Even if heroes might have flaws too, it is villains who might show us what happens when we let darkness into our hearts. On one hand, villains represent freedom from the tight rules of society, the wild wish of doing whatever you want without fearing the consequences. This appeal, however, pales when we’re confronted with the evil they’re capable of. When their story is complete, when the characters are multidimensional there is room for empathy. Fans may then explore their personalities through the villain’s journey.
One-dimensional villains are not appealing because they’re presented as pure evil. Even when their powers are as great as the heroes’, reality is that they leave us with little room for empathy. They do not help us in taking a look at ourselves. However, when villains are presented with a whole story, with all their complexities, we’re capable of loving those who we should hate. Examples of lovable villains are Darth Vader, Loki, Rumplestiltskin, Regina the Evil Queen, and Dark Hook among others.
Heroes tend to be passive and reactive while villains are active and creative. Heroes keep things as they are, villains challenge everything. Heroes won’t start working as such unless there is something that challenges the status quo. So, Thor will not make a move unless Loki messes things up. Snow will do nothing unless the Evil Queen makes people suffer. Thus, we can say that villains are crafters. Granted, crafters of evil, but they’re the ones with the crazy ideas. They challenge society into moving. True that their motives might be biased, but it’s also true that they’re pretty creative. In challenging social rules and roles, they also open a door for our imagination.

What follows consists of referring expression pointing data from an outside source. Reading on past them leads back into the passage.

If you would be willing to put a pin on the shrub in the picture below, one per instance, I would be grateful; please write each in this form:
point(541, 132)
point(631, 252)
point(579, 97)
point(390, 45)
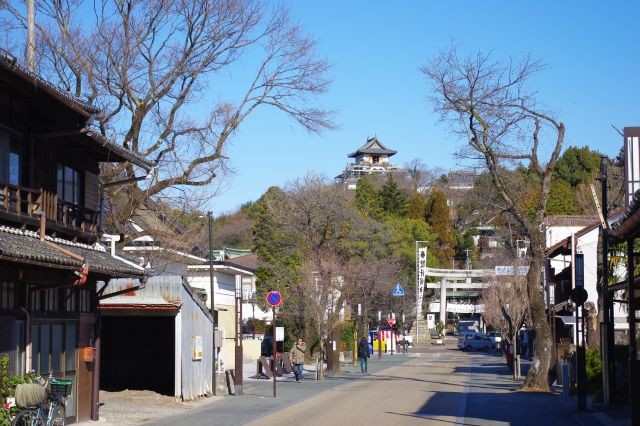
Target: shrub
point(594, 370)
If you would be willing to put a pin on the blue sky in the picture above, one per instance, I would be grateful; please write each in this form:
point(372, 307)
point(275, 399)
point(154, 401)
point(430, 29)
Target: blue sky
point(376, 47)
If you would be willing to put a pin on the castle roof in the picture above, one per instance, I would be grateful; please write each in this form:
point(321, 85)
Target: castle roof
point(372, 146)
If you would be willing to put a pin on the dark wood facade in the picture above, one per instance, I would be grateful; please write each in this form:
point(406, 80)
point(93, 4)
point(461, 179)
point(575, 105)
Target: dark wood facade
point(50, 159)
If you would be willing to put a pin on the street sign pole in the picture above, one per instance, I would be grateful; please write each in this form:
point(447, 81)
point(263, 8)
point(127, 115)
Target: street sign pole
point(274, 299)
point(275, 355)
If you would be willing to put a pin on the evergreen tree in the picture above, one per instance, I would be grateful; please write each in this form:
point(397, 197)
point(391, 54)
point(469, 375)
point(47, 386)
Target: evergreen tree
point(439, 217)
point(417, 206)
point(562, 200)
point(367, 199)
point(393, 199)
point(578, 165)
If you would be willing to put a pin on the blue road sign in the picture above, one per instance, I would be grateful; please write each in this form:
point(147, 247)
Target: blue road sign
point(397, 290)
point(274, 298)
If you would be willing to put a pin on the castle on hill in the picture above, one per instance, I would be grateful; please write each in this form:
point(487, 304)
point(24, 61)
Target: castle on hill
point(372, 157)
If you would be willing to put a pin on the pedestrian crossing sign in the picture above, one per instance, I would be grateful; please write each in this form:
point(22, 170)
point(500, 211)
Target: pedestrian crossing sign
point(397, 290)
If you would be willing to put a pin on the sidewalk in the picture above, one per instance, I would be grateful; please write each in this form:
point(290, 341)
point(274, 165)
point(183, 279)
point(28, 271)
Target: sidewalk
point(493, 397)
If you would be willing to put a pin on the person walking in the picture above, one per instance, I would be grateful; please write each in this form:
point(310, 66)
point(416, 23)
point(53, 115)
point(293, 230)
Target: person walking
point(297, 358)
point(363, 354)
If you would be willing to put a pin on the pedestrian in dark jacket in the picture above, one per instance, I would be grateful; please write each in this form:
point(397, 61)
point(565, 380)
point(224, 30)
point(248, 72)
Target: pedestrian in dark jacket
point(363, 354)
point(297, 358)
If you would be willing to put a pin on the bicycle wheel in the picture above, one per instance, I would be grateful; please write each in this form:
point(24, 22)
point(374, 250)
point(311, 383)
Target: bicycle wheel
point(58, 415)
point(29, 417)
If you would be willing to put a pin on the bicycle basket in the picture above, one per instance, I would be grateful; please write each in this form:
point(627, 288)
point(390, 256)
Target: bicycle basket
point(60, 387)
point(30, 394)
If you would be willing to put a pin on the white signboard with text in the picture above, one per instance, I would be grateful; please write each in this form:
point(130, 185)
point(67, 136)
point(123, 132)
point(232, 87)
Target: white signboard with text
point(421, 268)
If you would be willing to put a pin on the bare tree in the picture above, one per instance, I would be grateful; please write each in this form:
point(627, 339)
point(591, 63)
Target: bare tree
point(506, 306)
point(489, 104)
point(159, 71)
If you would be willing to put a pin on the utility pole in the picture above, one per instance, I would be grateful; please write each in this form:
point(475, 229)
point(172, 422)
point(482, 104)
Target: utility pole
point(606, 328)
point(213, 310)
point(31, 36)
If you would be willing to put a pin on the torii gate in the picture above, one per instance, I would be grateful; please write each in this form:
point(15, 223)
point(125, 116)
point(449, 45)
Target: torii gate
point(457, 278)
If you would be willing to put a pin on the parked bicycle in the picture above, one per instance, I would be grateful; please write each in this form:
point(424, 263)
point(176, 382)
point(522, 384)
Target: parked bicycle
point(43, 403)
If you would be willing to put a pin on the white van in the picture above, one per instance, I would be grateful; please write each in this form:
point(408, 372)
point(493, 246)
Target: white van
point(472, 340)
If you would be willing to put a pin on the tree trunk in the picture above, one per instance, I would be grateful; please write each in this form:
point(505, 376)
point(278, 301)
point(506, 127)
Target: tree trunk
point(537, 378)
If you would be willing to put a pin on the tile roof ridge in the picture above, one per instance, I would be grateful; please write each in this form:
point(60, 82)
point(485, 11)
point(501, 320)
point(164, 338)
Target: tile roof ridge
point(33, 234)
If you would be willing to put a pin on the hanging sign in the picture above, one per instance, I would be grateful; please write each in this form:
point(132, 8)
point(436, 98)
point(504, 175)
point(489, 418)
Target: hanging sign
point(397, 290)
point(274, 298)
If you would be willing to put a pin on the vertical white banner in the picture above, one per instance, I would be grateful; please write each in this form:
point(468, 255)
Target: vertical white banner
point(421, 267)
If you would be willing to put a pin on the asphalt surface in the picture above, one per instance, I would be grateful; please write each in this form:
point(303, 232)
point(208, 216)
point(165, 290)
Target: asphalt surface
point(258, 402)
point(430, 386)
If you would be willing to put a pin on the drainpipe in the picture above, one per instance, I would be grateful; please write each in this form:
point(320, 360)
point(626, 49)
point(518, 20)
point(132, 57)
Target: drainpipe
point(28, 365)
point(95, 392)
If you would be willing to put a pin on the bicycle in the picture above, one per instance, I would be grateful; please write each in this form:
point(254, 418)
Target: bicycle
point(42, 407)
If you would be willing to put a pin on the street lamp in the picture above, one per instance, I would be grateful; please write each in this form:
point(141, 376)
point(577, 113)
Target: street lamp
point(238, 372)
point(213, 311)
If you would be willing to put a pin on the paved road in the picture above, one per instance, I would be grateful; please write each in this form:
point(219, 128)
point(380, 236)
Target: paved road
point(439, 386)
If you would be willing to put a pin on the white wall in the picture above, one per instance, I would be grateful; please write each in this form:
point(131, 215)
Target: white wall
point(555, 234)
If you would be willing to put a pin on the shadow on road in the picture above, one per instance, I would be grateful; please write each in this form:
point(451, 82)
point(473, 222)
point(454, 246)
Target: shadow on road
point(509, 407)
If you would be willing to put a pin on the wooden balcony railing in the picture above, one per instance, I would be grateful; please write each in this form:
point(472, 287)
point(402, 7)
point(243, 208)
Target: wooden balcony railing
point(20, 203)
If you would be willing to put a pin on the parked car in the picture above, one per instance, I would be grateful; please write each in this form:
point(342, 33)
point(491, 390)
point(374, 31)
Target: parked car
point(475, 341)
point(496, 338)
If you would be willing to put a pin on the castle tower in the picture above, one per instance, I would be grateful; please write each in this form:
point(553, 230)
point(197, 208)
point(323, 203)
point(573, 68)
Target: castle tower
point(372, 157)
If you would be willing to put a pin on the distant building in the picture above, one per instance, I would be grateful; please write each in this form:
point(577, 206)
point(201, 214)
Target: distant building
point(372, 157)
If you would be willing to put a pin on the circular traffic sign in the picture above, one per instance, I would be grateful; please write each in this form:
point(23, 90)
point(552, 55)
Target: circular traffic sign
point(579, 295)
point(274, 298)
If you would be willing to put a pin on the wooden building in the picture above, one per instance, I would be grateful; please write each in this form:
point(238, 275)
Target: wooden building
point(51, 259)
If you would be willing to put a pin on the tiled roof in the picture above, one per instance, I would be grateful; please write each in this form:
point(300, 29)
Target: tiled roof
point(25, 246)
point(8, 62)
point(628, 224)
point(570, 221)
point(373, 146)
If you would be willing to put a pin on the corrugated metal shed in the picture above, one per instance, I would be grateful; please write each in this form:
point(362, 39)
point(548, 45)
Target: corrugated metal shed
point(193, 327)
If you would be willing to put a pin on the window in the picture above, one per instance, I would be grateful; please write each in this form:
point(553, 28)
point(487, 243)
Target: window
point(9, 161)
point(68, 184)
point(7, 295)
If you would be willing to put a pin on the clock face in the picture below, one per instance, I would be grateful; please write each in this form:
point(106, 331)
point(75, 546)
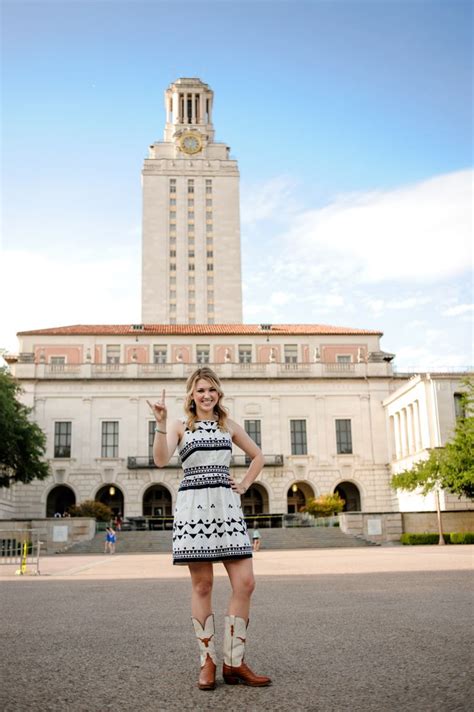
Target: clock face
point(191, 143)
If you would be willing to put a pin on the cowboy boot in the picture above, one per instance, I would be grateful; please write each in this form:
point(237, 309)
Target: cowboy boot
point(207, 650)
point(235, 670)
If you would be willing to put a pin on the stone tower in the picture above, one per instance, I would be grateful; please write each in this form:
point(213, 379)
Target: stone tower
point(191, 270)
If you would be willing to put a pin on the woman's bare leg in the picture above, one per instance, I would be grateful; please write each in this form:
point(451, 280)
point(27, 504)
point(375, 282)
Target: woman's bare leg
point(201, 598)
point(242, 580)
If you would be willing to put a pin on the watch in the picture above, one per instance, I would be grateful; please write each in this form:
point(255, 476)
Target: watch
point(190, 143)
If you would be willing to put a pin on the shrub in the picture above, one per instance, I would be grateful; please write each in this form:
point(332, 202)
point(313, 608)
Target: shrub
point(90, 508)
point(416, 539)
point(462, 538)
point(325, 505)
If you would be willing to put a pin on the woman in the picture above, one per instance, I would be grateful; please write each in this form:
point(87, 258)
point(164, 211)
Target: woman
point(208, 521)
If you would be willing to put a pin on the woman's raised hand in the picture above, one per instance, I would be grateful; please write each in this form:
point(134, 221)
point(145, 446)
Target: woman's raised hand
point(159, 409)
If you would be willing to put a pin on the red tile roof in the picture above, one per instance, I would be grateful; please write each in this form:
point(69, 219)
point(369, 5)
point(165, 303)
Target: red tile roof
point(197, 329)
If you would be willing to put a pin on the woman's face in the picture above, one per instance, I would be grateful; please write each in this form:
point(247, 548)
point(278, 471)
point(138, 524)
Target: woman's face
point(205, 396)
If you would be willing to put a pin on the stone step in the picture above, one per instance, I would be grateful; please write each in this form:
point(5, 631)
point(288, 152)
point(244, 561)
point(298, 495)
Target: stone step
point(131, 542)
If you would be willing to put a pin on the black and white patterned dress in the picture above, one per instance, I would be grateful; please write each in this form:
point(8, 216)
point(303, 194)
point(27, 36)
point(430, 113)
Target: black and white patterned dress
point(208, 520)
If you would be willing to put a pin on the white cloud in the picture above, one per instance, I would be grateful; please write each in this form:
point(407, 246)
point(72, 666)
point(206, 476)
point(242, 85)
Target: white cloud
point(44, 291)
point(459, 310)
point(415, 233)
point(272, 200)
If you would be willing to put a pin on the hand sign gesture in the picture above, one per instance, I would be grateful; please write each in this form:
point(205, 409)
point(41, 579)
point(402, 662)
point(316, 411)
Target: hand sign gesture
point(159, 409)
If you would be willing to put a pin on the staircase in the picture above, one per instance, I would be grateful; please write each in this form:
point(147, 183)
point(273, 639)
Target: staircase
point(155, 542)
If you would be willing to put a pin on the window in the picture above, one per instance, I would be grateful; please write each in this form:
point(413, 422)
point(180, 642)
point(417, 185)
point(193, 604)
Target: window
point(343, 437)
point(245, 353)
point(459, 407)
point(298, 437)
point(159, 354)
point(57, 363)
point(151, 438)
point(110, 438)
point(62, 439)
point(291, 353)
point(202, 353)
point(112, 353)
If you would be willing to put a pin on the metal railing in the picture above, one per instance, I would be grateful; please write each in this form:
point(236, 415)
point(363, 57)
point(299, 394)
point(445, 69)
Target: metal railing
point(138, 462)
point(22, 548)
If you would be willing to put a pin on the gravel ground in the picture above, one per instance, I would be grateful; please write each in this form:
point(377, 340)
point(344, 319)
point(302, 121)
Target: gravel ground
point(356, 642)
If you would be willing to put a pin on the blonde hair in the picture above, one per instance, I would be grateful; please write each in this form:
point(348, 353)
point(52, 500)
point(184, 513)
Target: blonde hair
point(190, 407)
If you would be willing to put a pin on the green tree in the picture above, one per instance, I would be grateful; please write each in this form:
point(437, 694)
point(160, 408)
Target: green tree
point(426, 476)
point(22, 443)
point(458, 457)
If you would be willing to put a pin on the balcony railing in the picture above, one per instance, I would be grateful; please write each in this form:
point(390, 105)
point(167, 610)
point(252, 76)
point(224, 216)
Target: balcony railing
point(180, 371)
point(146, 463)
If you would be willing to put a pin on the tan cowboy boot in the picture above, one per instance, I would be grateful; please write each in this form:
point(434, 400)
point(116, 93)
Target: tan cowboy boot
point(235, 670)
point(207, 649)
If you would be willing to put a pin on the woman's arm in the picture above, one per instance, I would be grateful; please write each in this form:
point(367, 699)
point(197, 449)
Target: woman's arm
point(245, 442)
point(166, 437)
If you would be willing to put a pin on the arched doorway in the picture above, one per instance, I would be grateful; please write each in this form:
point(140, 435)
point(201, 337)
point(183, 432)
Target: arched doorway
point(157, 502)
point(59, 500)
point(255, 500)
point(297, 496)
point(112, 496)
point(349, 492)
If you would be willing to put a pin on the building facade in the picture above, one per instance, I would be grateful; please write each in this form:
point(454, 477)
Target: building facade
point(310, 396)
point(191, 218)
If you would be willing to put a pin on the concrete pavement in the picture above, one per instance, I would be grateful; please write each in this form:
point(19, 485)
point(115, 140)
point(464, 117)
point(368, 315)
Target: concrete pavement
point(357, 630)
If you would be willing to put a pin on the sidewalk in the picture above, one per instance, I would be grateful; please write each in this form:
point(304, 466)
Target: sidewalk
point(266, 563)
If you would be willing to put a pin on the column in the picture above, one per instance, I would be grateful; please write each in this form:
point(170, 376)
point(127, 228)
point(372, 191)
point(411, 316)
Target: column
point(175, 100)
point(410, 438)
point(201, 108)
point(398, 442)
point(416, 421)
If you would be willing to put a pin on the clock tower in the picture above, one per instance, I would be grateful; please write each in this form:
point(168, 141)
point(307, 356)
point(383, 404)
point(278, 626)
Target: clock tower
point(191, 272)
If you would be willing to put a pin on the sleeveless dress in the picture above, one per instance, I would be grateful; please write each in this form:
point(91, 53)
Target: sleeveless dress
point(208, 519)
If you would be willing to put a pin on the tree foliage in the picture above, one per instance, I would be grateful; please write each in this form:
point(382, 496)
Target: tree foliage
point(22, 442)
point(452, 467)
point(325, 505)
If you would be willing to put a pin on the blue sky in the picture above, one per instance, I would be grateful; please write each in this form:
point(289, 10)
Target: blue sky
point(352, 125)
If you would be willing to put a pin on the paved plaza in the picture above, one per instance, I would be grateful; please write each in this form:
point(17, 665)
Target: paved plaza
point(360, 630)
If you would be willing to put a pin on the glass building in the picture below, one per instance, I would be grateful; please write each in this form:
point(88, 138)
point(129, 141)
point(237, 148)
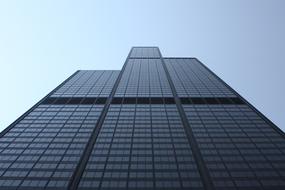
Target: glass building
point(159, 123)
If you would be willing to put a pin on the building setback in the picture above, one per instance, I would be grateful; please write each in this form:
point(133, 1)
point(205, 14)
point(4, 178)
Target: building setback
point(159, 123)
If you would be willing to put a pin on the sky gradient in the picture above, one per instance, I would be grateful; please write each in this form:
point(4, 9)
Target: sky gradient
point(44, 42)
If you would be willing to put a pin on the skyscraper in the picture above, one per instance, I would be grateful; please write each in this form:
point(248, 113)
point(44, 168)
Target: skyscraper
point(159, 123)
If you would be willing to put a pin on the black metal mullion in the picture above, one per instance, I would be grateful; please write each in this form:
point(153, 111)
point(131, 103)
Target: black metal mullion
point(205, 176)
point(75, 178)
point(35, 106)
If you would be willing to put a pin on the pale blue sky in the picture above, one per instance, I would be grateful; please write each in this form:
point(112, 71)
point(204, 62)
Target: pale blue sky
point(44, 42)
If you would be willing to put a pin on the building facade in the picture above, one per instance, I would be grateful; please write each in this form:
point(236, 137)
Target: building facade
point(159, 123)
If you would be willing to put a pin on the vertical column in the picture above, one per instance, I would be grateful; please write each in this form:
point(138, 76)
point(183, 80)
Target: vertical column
point(208, 184)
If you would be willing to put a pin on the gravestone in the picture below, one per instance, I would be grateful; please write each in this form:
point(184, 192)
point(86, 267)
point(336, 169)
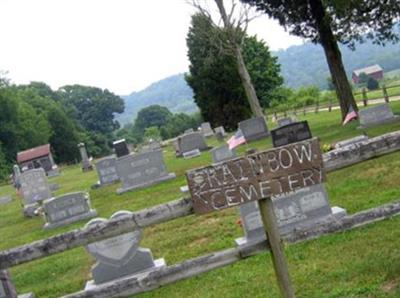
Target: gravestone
point(16, 175)
point(376, 115)
point(206, 129)
point(351, 141)
point(291, 133)
point(121, 148)
point(254, 129)
point(86, 165)
point(191, 141)
point(107, 170)
point(285, 121)
point(34, 188)
point(220, 133)
point(222, 153)
point(65, 209)
point(303, 208)
point(5, 199)
point(120, 256)
point(191, 154)
point(142, 170)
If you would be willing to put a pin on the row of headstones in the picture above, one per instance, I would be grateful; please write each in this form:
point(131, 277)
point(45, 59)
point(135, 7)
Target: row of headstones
point(58, 211)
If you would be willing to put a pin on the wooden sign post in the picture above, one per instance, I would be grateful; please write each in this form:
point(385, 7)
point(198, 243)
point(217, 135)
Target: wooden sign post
point(258, 177)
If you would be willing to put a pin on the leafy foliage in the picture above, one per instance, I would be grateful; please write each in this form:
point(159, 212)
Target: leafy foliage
point(214, 77)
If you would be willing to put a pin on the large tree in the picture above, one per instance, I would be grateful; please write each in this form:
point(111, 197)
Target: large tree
point(214, 76)
point(92, 107)
point(331, 21)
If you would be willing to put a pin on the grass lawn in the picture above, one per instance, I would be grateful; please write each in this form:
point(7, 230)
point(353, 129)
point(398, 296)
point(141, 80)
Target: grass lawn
point(361, 263)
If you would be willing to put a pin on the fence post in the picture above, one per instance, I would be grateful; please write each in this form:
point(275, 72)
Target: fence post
point(385, 95)
point(7, 286)
point(365, 98)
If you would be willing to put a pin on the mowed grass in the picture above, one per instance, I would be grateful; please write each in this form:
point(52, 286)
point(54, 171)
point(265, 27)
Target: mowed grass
point(361, 263)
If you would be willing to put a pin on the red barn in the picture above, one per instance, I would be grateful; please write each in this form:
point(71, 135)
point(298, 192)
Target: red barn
point(374, 71)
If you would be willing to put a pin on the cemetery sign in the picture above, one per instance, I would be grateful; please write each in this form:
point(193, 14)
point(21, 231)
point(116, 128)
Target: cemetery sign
point(253, 177)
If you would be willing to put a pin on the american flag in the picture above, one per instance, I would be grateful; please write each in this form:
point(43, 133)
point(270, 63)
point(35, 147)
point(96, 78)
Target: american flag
point(236, 140)
point(351, 115)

So, villains will be believable if their motivations are also believable. How they got to be villains is what makes audiences be able to love them and empathize with them. They are also capable of making us think if their situation reminds us of something. What would have we done in their situation? What did we do when we were in that situation?
Complex villains who leave some room for any change are those who happen to have more fans. Darth Vader turned to good at the end; Rumpelstiltskin ended up a hero, and Regina became quite good after a lot of effort. Because they are as complicated as human beings, they let us explore our personalities through their evil actions, their motives, and their failures.
While heroes might show us the ideals of what we would like to become, villains explain our human nature in ways heroes can’t. Maybe that’s why we’re so fascinated with multilayered villains. Maybe that’s why the Dark side has cookies.